En complément de l'exposé qu'a fait le rapporteur de la situation de notre pays, l'OFCE, l'Observatoire français des conjonctures économiques, est particulièrement alarmiste quant à la dégradation des indicateurs. Il estime en effet que le PIB ne devrait retrouver son niveau actuel qu'à partir de mi-2022, après une chute de plus de 10 %, et que le taux de chômage risque de dépasser 11 % ; la consommation est prévue en baisse de plus de 9 %, l'investissement des entreprises baisserait de 23 % et le taux d'épargne pourrait s'établir à un niveau historique de 22 %, à hauteur de 100 milliards d'euros, ce qui en dit long sur la sérénité des Français.

Face à cette situation particulièrement dégradée et inquiétante, le Président de la République, lors de son dernier discours avant l'annonce de son plan de relance, a tracé le chemin : l'effort de guerre sera financé par la dette. Loin de lui la pensée de faire supporter cette dette aux générations futures : c'est la croissance à venir qui nous donnera la capacité de rembourser cette dette, nous dit-il. Le chemin est tracé : il faudra produire plus et, surtout, ne pas alourdir l'impôt, en particulier l'impôt de production. Bref, ce sera une politique de l'offre néolibérale, axée sur la compétitivité. Ce chemin auquel nous invite le Président interroge quant à ses conséquences sociales et à son efficacité. Travailler plus à moindre coût ? « Travailler plus pour gagner moins » est une expression qui me semble déjà lui coller à la peau. Ce chantage à l'emploi, que l'on commence à observer dans bon nombre d'entreprises, est devenu insupportable.

Le remboursement de la dette sans passer par la contribution fiscale à hauteur des possibilités de chacun interroge aussi quant aux mesures qui seront instaurées. Y aura-t-il, notamment, un nouveau cap prévoyant des politiques d'austérité et, surtout, moins de service public ?

La proposition de notre collègue, qui vise à de meilleurs équilibres entre les politiques de l'offre et de la demande, nous semble raisonnable, juste et solidaire : il s'agit de demander une contribution exceptionnelle sur les très hauts revenus et les patrimoines très importants à celles et ceux qui vont au mieux pour nous donner tout simplement la capacité de redistribuer du pouvoir d'achat à celles et ceux qui en manquent, afin de relancer notre économie par la consommation, et donc provoquer de l'activité et, par voie de conséquence, de l'emploi.

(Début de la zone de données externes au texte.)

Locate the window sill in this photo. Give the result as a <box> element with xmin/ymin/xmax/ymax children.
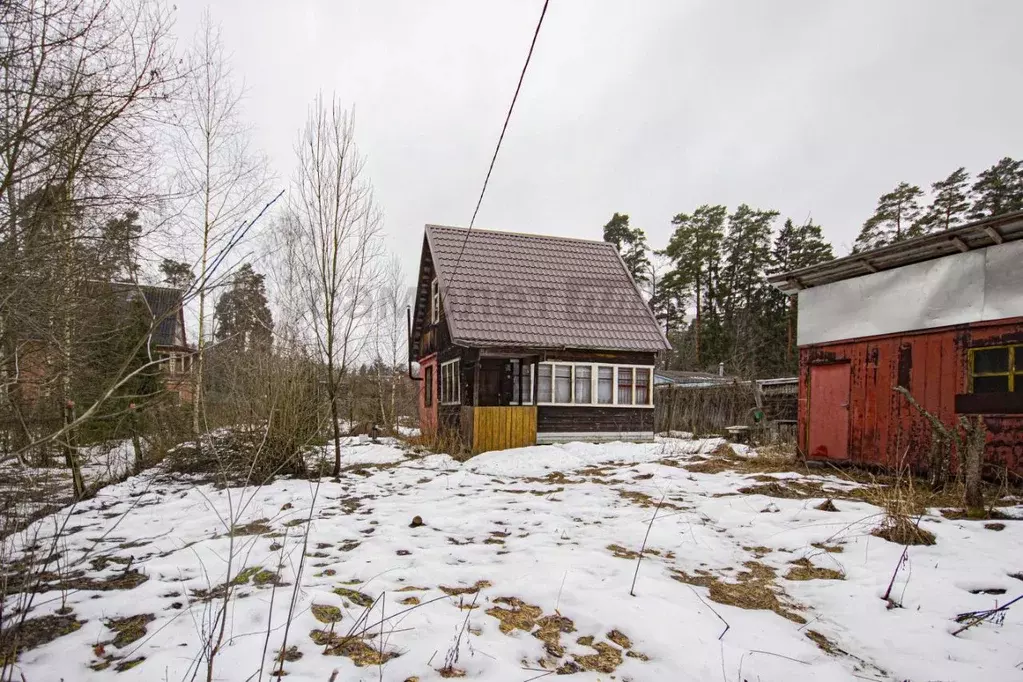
<box><xmin>954</xmin><ymin>392</ymin><xmax>1023</xmax><ymax>415</ymax></box>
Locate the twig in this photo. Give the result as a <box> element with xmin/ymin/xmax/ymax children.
<box><xmin>881</xmin><ymin>513</ymin><xmax>923</xmax><ymax>603</ymax></box>
<box><xmin>630</xmin><ymin>493</ymin><xmax>666</xmax><ymax>596</ymax></box>
<box><xmin>685</xmin><ymin>585</ymin><xmax>729</xmax><ymax>640</ymax></box>
<box><xmin>952</xmin><ymin>594</ymin><xmax>1022</xmax><ymax>636</ymax></box>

Le groupe Socialistes et apparentés profitera aussi de ce temps de parole pour proposer, par amendements, d'enrichir ce texte de dispositions visant à donner à notre budget plus de recettes pour une redistribution plus juste. Nous proposerons ainsi le rétablissement de la tranche supérieure de la taxe sur les salaires, un prélèvement de 0,5 % sur les encours d'assurance-vie supérieurs à 100 000 euros et un plafonnement du quotient conjugal. Nos propositions, comme du reste celles de la proposition de loi de Jean-Paul Dufrègne, ne portent atteinte ni à la compétitivité ni à la consommation. Les contribuables visés sont très largement capables de supporter ces contributions supplémentaires. Nous voterons donc cette proposition de loi qui est synonyme d'équilibre des politiques économiques et de justice sociale.